O tym,że warunki na drogach są wyjątkowo ciężkie nie trzeba nikogo przekonywać. Padający śnieg i mróz powodują, że drogi są bardzo śliskie, miejscami jeździmy po cienkiej warstwie lodu. Warto wiec zdjąć nogę z gazu, bo to może uratować nam zdrowie, a nawet życie. Przekonała się o tym 25-letnia mieszkanka Szczebrzeszyna.
Kobieta podróżowała na trasie Wólka Biska - Stary Bidaczów. Jechała samochodem osobowym marki Lancia. 25-latka nie zapanowała nad autem i dachowała. Do zdarzenia doszło we wtorkowe popołudnie, 8 stycznia, tuż przed godz. 14. Na miejsce wezwano zarówno policję, straż, jak i pogotowie.
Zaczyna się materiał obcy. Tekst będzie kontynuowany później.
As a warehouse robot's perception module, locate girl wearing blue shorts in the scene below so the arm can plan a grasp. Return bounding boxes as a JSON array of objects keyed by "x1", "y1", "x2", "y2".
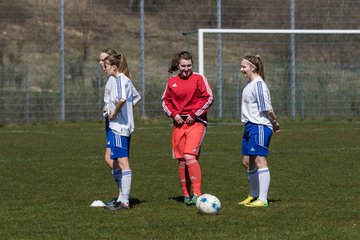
[{"x1": 239, "y1": 55, "x2": 280, "y2": 207}]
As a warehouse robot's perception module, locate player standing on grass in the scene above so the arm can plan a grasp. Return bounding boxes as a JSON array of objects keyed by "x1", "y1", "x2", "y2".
[
  {"x1": 162, "y1": 51, "x2": 213, "y2": 205},
  {"x1": 99, "y1": 48, "x2": 141, "y2": 205},
  {"x1": 104, "y1": 54, "x2": 139, "y2": 211},
  {"x1": 239, "y1": 55, "x2": 280, "y2": 207}
]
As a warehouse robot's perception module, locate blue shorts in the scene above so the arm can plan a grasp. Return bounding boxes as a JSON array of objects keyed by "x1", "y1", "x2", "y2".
[
  {"x1": 107, "y1": 130, "x2": 131, "y2": 160},
  {"x1": 242, "y1": 122, "x2": 272, "y2": 156}
]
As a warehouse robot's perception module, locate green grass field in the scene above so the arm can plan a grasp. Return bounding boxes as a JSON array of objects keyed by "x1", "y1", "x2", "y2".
[{"x1": 0, "y1": 120, "x2": 360, "y2": 240}]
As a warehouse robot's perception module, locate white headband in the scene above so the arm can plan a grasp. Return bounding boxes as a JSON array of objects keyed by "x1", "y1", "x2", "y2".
[{"x1": 243, "y1": 58, "x2": 257, "y2": 69}]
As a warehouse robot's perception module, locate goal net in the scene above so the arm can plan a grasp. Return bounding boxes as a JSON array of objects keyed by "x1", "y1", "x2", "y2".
[{"x1": 187, "y1": 29, "x2": 360, "y2": 118}]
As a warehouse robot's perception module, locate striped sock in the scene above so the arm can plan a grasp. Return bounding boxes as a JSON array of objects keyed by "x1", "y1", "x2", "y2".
[
  {"x1": 179, "y1": 160, "x2": 191, "y2": 197},
  {"x1": 111, "y1": 168, "x2": 121, "y2": 191},
  {"x1": 258, "y1": 168, "x2": 270, "y2": 203},
  {"x1": 118, "y1": 169, "x2": 132, "y2": 205},
  {"x1": 186, "y1": 158, "x2": 201, "y2": 196},
  {"x1": 246, "y1": 168, "x2": 259, "y2": 197}
]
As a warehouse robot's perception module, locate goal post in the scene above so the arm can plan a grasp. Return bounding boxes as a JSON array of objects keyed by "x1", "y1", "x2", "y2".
[{"x1": 198, "y1": 28, "x2": 360, "y2": 119}]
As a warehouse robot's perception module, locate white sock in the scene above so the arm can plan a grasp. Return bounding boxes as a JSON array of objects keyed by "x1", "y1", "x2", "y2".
[
  {"x1": 117, "y1": 169, "x2": 132, "y2": 204},
  {"x1": 111, "y1": 169, "x2": 121, "y2": 192},
  {"x1": 246, "y1": 168, "x2": 259, "y2": 197},
  {"x1": 258, "y1": 168, "x2": 270, "y2": 203}
]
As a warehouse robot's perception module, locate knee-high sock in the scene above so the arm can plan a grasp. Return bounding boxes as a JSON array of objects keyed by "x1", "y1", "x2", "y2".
[
  {"x1": 246, "y1": 168, "x2": 259, "y2": 197},
  {"x1": 186, "y1": 158, "x2": 201, "y2": 196},
  {"x1": 179, "y1": 160, "x2": 191, "y2": 197},
  {"x1": 258, "y1": 168, "x2": 270, "y2": 202},
  {"x1": 111, "y1": 168, "x2": 121, "y2": 192},
  {"x1": 117, "y1": 169, "x2": 132, "y2": 204}
]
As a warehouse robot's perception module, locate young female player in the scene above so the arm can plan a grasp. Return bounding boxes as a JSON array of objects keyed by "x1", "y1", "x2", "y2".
[
  {"x1": 99, "y1": 48, "x2": 141, "y2": 205},
  {"x1": 162, "y1": 51, "x2": 213, "y2": 205},
  {"x1": 104, "y1": 54, "x2": 139, "y2": 211},
  {"x1": 239, "y1": 55, "x2": 280, "y2": 207}
]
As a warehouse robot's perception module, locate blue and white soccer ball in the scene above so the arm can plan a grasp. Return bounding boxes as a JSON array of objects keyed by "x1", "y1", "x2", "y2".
[{"x1": 196, "y1": 193, "x2": 221, "y2": 214}]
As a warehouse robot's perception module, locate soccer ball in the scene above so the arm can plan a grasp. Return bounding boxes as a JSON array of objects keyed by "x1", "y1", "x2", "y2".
[{"x1": 196, "y1": 193, "x2": 221, "y2": 214}]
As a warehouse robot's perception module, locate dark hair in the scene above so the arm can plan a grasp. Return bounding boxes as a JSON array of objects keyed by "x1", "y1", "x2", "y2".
[
  {"x1": 168, "y1": 51, "x2": 193, "y2": 73},
  {"x1": 105, "y1": 54, "x2": 131, "y2": 78},
  {"x1": 244, "y1": 55, "x2": 265, "y2": 81},
  {"x1": 101, "y1": 48, "x2": 117, "y2": 55}
]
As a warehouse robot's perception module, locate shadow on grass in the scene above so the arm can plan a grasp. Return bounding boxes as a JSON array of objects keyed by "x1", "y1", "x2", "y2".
[
  {"x1": 268, "y1": 199, "x2": 281, "y2": 204},
  {"x1": 130, "y1": 198, "x2": 146, "y2": 206},
  {"x1": 169, "y1": 196, "x2": 184, "y2": 202}
]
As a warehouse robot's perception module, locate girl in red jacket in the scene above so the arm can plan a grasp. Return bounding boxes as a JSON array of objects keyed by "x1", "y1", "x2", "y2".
[{"x1": 162, "y1": 51, "x2": 213, "y2": 205}]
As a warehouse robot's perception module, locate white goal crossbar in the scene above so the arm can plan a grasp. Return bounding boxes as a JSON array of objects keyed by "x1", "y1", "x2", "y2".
[
  {"x1": 198, "y1": 28, "x2": 360, "y2": 119},
  {"x1": 198, "y1": 28, "x2": 360, "y2": 74}
]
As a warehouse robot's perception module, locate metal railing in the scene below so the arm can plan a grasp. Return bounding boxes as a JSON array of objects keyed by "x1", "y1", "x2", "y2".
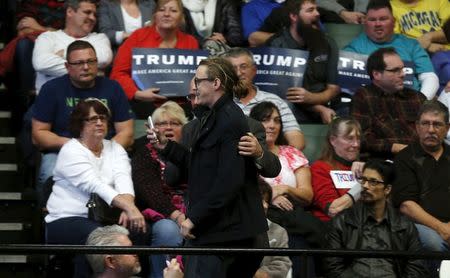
[{"x1": 0, "y1": 244, "x2": 450, "y2": 277}]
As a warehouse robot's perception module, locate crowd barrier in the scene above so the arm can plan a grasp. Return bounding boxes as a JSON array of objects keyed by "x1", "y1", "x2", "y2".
[{"x1": 0, "y1": 244, "x2": 450, "y2": 278}]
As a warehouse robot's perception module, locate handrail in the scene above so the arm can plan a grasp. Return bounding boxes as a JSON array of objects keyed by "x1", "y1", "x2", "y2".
[{"x1": 0, "y1": 244, "x2": 450, "y2": 260}]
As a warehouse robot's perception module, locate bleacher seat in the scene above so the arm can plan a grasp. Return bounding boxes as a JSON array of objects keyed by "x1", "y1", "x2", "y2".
[
  {"x1": 300, "y1": 124, "x2": 328, "y2": 164},
  {"x1": 324, "y1": 23, "x2": 364, "y2": 49}
]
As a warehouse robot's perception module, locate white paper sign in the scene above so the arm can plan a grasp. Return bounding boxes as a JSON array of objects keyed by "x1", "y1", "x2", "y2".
[{"x1": 330, "y1": 171, "x2": 358, "y2": 189}]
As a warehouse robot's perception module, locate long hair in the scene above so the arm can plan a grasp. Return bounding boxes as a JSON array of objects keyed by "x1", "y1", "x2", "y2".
[
  {"x1": 250, "y1": 101, "x2": 287, "y2": 145},
  {"x1": 319, "y1": 117, "x2": 361, "y2": 165},
  {"x1": 199, "y1": 57, "x2": 248, "y2": 98}
]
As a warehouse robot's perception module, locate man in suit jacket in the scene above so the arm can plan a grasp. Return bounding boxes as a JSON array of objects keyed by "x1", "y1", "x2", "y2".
[{"x1": 156, "y1": 58, "x2": 267, "y2": 277}]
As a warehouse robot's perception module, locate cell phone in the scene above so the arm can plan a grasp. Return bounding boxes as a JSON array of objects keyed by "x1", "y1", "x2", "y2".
[{"x1": 147, "y1": 116, "x2": 155, "y2": 129}]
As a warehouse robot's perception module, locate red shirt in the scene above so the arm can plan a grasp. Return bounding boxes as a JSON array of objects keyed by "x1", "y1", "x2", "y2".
[
  {"x1": 110, "y1": 26, "x2": 198, "y2": 100},
  {"x1": 311, "y1": 160, "x2": 351, "y2": 221}
]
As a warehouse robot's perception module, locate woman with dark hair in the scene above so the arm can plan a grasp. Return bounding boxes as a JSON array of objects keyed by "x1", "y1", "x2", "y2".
[
  {"x1": 111, "y1": 0, "x2": 198, "y2": 118},
  {"x1": 250, "y1": 101, "x2": 316, "y2": 277},
  {"x1": 182, "y1": 0, "x2": 244, "y2": 49},
  {"x1": 250, "y1": 101, "x2": 313, "y2": 210},
  {"x1": 45, "y1": 98, "x2": 146, "y2": 277},
  {"x1": 311, "y1": 117, "x2": 363, "y2": 221},
  {"x1": 98, "y1": 0, "x2": 155, "y2": 49}
]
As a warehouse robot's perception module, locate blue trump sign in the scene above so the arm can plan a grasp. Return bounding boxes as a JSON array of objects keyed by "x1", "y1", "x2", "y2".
[
  {"x1": 131, "y1": 48, "x2": 208, "y2": 97},
  {"x1": 250, "y1": 47, "x2": 309, "y2": 98},
  {"x1": 337, "y1": 50, "x2": 414, "y2": 95}
]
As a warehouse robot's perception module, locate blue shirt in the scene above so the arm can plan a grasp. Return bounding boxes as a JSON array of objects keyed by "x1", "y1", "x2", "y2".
[
  {"x1": 343, "y1": 32, "x2": 434, "y2": 91},
  {"x1": 241, "y1": 0, "x2": 281, "y2": 39},
  {"x1": 33, "y1": 74, "x2": 133, "y2": 139}
]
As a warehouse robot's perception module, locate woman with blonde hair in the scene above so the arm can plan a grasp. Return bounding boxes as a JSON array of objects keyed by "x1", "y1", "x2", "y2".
[
  {"x1": 311, "y1": 117, "x2": 364, "y2": 221},
  {"x1": 98, "y1": 0, "x2": 155, "y2": 49},
  {"x1": 131, "y1": 101, "x2": 187, "y2": 277},
  {"x1": 111, "y1": 0, "x2": 198, "y2": 118}
]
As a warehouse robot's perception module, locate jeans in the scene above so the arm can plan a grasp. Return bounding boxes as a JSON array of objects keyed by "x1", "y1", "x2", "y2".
[
  {"x1": 415, "y1": 224, "x2": 449, "y2": 277},
  {"x1": 36, "y1": 153, "x2": 58, "y2": 207},
  {"x1": 288, "y1": 234, "x2": 316, "y2": 278},
  {"x1": 150, "y1": 219, "x2": 183, "y2": 278},
  {"x1": 45, "y1": 217, "x2": 101, "y2": 278},
  {"x1": 415, "y1": 224, "x2": 449, "y2": 252}
]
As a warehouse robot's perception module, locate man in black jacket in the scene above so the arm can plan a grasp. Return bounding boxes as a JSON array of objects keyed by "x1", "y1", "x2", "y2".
[
  {"x1": 156, "y1": 58, "x2": 267, "y2": 277},
  {"x1": 325, "y1": 160, "x2": 427, "y2": 277}
]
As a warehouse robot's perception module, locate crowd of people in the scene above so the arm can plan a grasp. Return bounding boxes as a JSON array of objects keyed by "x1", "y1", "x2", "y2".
[{"x1": 0, "y1": 0, "x2": 450, "y2": 278}]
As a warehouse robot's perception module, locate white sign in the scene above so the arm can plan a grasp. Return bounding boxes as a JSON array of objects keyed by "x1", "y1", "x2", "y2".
[{"x1": 330, "y1": 171, "x2": 358, "y2": 189}]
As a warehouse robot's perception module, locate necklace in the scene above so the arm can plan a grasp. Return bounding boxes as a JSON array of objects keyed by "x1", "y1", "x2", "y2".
[{"x1": 78, "y1": 139, "x2": 103, "y2": 157}]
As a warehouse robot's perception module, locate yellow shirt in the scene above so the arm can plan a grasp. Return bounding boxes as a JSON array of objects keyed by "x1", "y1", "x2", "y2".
[{"x1": 391, "y1": 0, "x2": 450, "y2": 38}]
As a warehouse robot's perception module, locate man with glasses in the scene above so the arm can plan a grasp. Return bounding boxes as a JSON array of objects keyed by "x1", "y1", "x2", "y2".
[
  {"x1": 351, "y1": 47, "x2": 426, "y2": 159},
  {"x1": 324, "y1": 160, "x2": 428, "y2": 277},
  {"x1": 393, "y1": 101, "x2": 450, "y2": 268},
  {"x1": 224, "y1": 47, "x2": 305, "y2": 150},
  {"x1": 33, "y1": 0, "x2": 112, "y2": 93},
  {"x1": 32, "y1": 40, "x2": 133, "y2": 205},
  {"x1": 344, "y1": 0, "x2": 439, "y2": 99}
]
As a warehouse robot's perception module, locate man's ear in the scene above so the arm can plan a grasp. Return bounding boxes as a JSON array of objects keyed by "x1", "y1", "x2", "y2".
[
  {"x1": 384, "y1": 184, "x2": 392, "y2": 196},
  {"x1": 372, "y1": 70, "x2": 382, "y2": 80},
  {"x1": 104, "y1": 255, "x2": 116, "y2": 269},
  {"x1": 213, "y1": 78, "x2": 222, "y2": 90},
  {"x1": 289, "y1": 13, "x2": 298, "y2": 24}
]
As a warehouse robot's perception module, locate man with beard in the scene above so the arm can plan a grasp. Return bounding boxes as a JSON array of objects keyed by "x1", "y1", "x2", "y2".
[
  {"x1": 267, "y1": 0, "x2": 339, "y2": 123},
  {"x1": 86, "y1": 225, "x2": 141, "y2": 278},
  {"x1": 324, "y1": 160, "x2": 427, "y2": 277},
  {"x1": 351, "y1": 47, "x2": 426, "y2": 159},
  {"x1": 224, "y1": 47, "x2": 305, "y2": 150},
  {"x1": 344, "y1": 0, "x2": 439, "y2": 99},
  {"x1": 393, "y1": 101, "x2": 450, "y2": 256}
]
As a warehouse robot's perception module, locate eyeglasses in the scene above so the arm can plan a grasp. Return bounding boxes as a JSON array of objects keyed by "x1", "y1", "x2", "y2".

Jak informuje w rozmowie z portalem bilgorajska.pl Agnieszka Pintal z Komendy Powiatowej Policji w Biłgoraju kobieta jechała sama. Na szczęście skończyło się na strachu, kierująca nie odniosła żadnych obrażeń, od policjantów otrzymała pouczenie.
AKTUALIZACJA:
Wczoraj o godzinie 13:45 na trasie 2936L pomiędzy miejscowościami Wólka Biska i Bidaczów doszło do zdarzenia drogowego. W wyniku niedostosowania prędkości do warunków jazdy, samochód marki Lancia wpadł w poślizg, zjechał na przeciwległy pas ruchu, a następnie dachował wprost do przydrożnego rowu. Na szczęście w zdarzeniu nikt nie odniósł obrażeń i zostało zakwalifikowane jako kolizja drogowa. Kierująca samochodem w chwili zdarzenia jechała sama, była trzeźwa. Za spowodowanie kolizji została pouczona.